Lord Willingdon, the then Viceroy of India, at the inauguration of Tata Power, February 11, 1915

 

“He never cared for his own personal advantage. He never sought any quid pro quo for whatever enterprise he had in hand and for whatever grant he made for some practical object. He did not wish even, as I have been assured on the best information, to have that Research Institute (which became the Indian Institute of Science), of which we hear so much, connected with his name… It was his express wish that it should not bear his name, and it is, I think, a most striking illustration of the desire of the man ‘to do good by stealth’.”
Lord Lamington, the then Governor of Bombay, at the JN Tata Memorial Meeting, March 28, 1905

 

“Now the mere tale of his accomplishments is an imposing record of a full life, but it reflects only the lesser side of that life. To understand him, and his work for India, it is imperatively necessary to realise not only what he did, but why he did it. His was a life devoted to the service of India. … He surveyed the economic field as a whole and determined that so far as power was given to him it should be used to raise India to one of the great industrial countries in the world, and that her industries should be based on the application of science to production. He was a business patriot in the full sense of the term. These are the qualities which give him an assured place amongst the makers of modern India.”

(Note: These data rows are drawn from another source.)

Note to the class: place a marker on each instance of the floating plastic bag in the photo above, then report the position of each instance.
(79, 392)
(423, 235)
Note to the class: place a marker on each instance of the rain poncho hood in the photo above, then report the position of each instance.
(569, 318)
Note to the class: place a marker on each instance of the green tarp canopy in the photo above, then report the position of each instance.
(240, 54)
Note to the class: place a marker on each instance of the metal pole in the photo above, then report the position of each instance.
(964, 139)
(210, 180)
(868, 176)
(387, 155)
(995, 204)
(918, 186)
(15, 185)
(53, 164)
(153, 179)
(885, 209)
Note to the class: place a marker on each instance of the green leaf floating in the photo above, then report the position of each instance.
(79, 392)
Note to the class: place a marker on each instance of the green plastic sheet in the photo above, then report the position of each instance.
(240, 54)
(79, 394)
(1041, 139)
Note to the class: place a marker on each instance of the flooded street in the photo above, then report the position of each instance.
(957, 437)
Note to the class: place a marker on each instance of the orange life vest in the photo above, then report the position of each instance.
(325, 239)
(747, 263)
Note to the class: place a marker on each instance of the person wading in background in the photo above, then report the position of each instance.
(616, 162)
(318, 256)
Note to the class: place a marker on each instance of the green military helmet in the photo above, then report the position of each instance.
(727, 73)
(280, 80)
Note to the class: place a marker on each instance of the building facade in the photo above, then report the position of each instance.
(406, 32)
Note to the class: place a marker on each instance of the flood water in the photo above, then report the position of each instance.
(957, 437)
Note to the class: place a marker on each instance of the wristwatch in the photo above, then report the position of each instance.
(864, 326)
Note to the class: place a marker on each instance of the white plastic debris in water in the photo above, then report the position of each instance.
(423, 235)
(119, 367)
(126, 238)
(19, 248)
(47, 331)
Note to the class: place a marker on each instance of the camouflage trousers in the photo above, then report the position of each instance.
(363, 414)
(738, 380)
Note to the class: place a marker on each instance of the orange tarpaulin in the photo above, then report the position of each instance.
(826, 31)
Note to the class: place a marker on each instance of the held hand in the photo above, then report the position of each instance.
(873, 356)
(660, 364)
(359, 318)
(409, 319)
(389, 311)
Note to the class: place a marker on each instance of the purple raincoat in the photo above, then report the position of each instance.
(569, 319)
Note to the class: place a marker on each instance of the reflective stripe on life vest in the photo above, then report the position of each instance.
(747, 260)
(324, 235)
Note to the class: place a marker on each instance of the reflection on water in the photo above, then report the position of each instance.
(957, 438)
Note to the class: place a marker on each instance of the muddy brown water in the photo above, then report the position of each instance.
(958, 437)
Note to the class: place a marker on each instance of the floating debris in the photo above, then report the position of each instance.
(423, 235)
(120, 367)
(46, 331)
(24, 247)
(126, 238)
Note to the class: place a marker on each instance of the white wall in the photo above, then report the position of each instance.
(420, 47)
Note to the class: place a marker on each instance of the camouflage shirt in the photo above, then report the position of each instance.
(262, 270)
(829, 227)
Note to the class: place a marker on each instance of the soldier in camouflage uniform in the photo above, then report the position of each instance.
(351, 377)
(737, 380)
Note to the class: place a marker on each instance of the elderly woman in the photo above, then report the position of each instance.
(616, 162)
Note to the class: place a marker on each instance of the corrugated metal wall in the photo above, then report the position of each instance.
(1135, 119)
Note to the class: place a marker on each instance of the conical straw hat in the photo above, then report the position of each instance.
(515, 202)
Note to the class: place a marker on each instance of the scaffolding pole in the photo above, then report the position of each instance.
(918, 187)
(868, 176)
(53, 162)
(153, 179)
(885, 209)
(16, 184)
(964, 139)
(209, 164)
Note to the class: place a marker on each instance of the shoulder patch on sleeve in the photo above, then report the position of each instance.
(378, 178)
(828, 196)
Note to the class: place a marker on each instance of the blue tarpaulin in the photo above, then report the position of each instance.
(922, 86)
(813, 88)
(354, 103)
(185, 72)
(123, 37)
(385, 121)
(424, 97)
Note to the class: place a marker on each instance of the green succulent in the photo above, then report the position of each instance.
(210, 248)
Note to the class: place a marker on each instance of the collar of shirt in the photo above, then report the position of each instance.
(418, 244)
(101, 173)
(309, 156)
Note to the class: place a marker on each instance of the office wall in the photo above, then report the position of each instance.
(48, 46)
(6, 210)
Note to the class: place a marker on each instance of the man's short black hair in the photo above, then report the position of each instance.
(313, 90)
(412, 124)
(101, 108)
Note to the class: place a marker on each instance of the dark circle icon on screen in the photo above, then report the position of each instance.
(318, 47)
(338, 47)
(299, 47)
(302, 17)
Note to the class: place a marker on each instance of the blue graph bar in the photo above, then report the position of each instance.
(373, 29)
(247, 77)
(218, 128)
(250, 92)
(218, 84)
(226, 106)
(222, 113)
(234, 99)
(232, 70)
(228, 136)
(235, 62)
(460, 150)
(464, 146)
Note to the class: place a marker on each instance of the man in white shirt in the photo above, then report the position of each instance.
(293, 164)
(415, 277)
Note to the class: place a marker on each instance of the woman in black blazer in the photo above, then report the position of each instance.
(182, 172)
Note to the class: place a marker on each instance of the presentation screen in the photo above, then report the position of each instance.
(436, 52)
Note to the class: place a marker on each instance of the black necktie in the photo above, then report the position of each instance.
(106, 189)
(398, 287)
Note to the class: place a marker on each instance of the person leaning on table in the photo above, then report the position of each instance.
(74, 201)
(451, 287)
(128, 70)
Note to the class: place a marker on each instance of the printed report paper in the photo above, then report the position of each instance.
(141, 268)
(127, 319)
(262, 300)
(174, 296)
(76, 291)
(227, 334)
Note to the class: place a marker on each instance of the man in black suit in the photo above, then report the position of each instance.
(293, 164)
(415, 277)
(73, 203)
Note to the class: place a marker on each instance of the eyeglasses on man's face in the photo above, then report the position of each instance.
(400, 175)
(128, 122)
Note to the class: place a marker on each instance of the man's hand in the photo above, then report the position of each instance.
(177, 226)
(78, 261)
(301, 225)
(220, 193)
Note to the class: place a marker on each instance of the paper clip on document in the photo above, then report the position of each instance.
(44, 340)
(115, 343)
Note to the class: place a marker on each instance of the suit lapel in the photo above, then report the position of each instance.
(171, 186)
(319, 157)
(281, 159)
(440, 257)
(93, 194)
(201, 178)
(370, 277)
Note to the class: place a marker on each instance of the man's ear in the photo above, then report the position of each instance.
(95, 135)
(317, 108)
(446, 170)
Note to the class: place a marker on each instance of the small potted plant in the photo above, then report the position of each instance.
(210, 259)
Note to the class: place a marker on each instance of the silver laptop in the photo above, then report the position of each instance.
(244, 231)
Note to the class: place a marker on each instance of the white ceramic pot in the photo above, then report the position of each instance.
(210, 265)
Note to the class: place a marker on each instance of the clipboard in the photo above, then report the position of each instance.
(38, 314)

Sir Stanley Reed, author and editor, in the foreword to Jamsetji Nusserwanji Tata — A Chronicle of His Life (First Edition), 1925

 

Let me say it is not to honour him that we are raising this statue, but we are putting up a beacon light to successful generations of people coming afterwards to exhort and tell them — go thou and do likewise.”

Sir Pherozeshah Mehta in an invitation to unveil a statue of Jamsetji Tata, 1912

 

Compiled by Rajendra Prasad Narla, an archivist with the Tata Central Archives.